From: Al Viro <viro@ZenIV.linux.org.uk>
To: Andy Lutomirski <luto@amacapital.net>
Cc: David Drysdale <drysdale@google.com>,
"Eric W. Biederman" <ebiederm@xmission.com>,
Meredydd Luff <meredydd@senatehouse.org>,
"linux-kernel@vger.kernel.org" <linux-kernel@vger.kernel.org>,
Thomas Gleixner <tglx@linutronix.de>,
Ingo Molnar <mingo@redhat.com>, "H. Peter Anvin" <hpa@zytor.com>,
Andrew Morton <akpm@linux-foundation.org>,
Kees Cook <keescook@chromium.org>, Arnd Bergmann <arnd@arndb.de>,
X86 ML <x86@kernel.org>, linux-arch <linux-arch@vger.kernel.org>,
Linux API <linux-api@vger.kernel.org>
Subject: Re: [PATCHv4 RESEND 0/3] syscalls,x86: Add execveat() system call
Date: Sun, 19 Oct 2014 21:20:34 +0100 [thread overview]
Message-ID: <20141019202034.GH7996@ZenIV.linux.org.uk> (raw)
In-Reply-To: <CALCETrVraoD+r4zxBoGd+BV5P275AXcRV_R00SSr8fjQzRHnUg@mail.gmail.com>
On Fri, Oct 17, 2014 at 02:45:03PM -0700, Andy Lutomirski wrote:
> For example, I want to be able to reliably do something like nsenter
> --namespace-flags-here toybox sh. Toybox's shell is unusual in that
> it is more or less fully functional, so this should Just Work (tm),
> except that the toybox binary might not exist in the namespace being
> entered. If execveat were available, I could rig nsenter or a similar
> tool to open it with O_CLOEXEC, enter the namespace, and then call
> execveat.
The question I hadn't seen really answered through all of that was how to
deal with #!... "Just use d_path()" isn't particulary appealing - if that
file has a pathname reachable for you, you could bloody well use _that_
from the very beginning.
Frankly, I wonder if it would make sense to provide something like
dupfs. We can't mount it by default on /dev/fd (more's the pity), but
it might be a good thing to have.
What it is, for those who are not familiar with Plan 9: a filesystem with
one directory and a bunch of files in it.
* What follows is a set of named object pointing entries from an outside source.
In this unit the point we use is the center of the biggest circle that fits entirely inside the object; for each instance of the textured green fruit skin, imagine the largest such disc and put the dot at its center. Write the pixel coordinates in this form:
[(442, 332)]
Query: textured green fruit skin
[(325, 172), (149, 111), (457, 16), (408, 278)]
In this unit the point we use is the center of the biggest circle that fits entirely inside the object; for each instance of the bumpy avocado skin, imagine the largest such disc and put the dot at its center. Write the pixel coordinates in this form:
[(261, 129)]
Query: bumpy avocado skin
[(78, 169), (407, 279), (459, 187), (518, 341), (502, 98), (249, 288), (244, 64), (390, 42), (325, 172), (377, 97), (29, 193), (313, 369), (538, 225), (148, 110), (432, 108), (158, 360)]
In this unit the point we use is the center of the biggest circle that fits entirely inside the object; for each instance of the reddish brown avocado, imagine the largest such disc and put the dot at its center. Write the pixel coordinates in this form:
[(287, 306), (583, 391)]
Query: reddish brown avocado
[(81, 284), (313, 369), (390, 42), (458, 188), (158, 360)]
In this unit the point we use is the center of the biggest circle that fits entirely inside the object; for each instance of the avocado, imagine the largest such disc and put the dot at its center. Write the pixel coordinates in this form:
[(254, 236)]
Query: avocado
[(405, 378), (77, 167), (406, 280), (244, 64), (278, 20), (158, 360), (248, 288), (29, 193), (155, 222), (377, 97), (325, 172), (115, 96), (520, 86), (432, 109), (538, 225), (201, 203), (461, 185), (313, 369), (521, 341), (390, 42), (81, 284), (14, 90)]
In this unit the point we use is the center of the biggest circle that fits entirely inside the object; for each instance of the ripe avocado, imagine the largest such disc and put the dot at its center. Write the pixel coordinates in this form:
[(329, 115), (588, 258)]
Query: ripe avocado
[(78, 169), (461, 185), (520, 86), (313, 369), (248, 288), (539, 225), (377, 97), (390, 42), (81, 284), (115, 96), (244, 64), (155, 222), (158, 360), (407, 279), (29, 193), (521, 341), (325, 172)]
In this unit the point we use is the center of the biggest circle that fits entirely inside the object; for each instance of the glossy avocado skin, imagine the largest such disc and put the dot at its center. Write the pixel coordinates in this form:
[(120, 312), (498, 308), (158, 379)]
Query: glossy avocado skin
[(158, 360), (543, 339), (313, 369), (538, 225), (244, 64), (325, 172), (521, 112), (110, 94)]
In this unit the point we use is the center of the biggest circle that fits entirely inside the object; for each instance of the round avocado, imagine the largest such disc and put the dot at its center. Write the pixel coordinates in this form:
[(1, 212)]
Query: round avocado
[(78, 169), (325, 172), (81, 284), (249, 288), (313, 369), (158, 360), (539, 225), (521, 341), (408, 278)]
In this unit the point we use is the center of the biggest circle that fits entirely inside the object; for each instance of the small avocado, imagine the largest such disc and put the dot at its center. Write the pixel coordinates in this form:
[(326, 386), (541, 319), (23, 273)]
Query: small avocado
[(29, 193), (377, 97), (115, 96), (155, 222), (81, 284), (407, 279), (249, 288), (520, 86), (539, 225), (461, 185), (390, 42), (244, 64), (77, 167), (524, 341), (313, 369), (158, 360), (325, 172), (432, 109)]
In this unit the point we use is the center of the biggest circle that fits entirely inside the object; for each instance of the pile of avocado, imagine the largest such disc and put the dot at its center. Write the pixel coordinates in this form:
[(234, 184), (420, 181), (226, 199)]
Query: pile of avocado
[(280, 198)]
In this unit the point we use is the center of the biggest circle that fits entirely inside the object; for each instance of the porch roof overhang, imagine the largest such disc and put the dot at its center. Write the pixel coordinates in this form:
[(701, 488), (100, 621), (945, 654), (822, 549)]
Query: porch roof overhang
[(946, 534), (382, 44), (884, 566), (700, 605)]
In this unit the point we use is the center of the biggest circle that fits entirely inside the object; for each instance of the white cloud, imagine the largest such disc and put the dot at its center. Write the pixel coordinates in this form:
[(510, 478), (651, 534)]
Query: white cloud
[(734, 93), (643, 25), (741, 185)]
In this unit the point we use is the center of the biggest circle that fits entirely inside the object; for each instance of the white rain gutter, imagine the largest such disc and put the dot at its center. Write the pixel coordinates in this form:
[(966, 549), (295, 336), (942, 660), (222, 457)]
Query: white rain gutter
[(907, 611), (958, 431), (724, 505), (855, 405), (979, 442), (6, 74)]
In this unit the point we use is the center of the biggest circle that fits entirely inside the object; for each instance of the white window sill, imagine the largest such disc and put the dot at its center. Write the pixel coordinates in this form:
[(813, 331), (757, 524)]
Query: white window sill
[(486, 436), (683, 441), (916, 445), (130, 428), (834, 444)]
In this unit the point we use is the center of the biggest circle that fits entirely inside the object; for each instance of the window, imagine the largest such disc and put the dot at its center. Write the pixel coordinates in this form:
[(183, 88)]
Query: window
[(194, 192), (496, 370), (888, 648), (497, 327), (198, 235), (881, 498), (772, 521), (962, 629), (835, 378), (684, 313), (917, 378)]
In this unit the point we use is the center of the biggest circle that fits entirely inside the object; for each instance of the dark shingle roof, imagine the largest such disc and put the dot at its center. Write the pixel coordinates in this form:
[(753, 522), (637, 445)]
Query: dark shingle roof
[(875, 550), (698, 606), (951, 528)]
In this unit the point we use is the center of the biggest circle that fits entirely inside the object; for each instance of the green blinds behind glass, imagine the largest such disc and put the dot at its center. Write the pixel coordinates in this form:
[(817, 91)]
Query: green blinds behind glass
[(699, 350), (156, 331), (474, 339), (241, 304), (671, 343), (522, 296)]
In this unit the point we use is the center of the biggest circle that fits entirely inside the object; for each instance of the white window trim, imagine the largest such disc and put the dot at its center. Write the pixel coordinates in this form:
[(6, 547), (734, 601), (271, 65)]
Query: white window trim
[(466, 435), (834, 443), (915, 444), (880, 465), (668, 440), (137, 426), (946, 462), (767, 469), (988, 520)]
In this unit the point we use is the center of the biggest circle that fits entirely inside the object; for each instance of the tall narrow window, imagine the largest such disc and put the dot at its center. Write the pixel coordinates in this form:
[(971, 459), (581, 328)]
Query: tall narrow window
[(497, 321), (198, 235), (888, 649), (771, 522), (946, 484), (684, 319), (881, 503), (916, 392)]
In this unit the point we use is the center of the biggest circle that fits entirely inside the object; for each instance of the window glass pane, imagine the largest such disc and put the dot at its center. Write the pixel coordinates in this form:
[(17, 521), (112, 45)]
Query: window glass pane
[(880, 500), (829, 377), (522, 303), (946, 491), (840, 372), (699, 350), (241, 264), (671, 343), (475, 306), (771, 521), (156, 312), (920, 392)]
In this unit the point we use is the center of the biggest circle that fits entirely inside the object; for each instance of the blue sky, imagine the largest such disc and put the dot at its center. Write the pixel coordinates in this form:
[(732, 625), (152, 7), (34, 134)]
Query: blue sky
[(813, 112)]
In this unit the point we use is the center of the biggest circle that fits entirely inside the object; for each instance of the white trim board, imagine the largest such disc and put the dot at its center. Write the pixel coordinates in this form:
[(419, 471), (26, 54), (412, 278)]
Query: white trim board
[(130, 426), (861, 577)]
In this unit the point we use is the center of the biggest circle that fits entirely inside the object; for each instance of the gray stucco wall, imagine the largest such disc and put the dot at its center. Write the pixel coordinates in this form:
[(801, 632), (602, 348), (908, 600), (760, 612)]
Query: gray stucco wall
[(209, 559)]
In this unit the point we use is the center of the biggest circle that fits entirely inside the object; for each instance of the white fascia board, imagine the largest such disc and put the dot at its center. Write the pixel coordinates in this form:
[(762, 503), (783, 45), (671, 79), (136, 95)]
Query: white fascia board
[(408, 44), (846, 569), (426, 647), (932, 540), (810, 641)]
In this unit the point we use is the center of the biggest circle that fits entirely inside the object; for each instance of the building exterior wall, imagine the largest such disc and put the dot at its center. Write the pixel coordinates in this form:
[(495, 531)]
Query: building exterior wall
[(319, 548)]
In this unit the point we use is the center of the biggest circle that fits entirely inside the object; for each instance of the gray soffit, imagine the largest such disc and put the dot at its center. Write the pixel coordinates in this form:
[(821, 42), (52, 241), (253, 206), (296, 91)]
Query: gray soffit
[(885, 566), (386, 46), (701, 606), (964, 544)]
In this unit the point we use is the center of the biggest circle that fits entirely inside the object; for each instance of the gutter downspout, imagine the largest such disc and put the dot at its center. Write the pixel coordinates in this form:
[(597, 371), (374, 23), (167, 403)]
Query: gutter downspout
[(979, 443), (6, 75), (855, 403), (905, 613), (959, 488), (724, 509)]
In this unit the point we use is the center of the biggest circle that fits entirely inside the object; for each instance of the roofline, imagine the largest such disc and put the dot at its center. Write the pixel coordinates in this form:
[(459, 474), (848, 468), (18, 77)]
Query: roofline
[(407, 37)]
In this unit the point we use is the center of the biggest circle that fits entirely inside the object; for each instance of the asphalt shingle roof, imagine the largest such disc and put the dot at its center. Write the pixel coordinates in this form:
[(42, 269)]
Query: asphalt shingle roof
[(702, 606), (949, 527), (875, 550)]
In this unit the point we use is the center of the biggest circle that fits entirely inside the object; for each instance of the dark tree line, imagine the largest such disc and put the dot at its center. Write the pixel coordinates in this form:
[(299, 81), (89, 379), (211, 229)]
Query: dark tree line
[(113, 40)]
Directory contents depends on
who's looking; for each opened descriptor in your descriptor table, you'll
see two files there. One series is 0, 1, ... - opening one of those gives
dup(). IOW, it's *not* giving you a new struct file; it gives you a new
reference to existing one, complete with sharing IO position, etc. Another
is 0ctl, 1ctl, ... - those are read-only and reading from them gives pretty
much a combination of our /proc/self/fdinfo/n with readlink of /proc/self/fd/n.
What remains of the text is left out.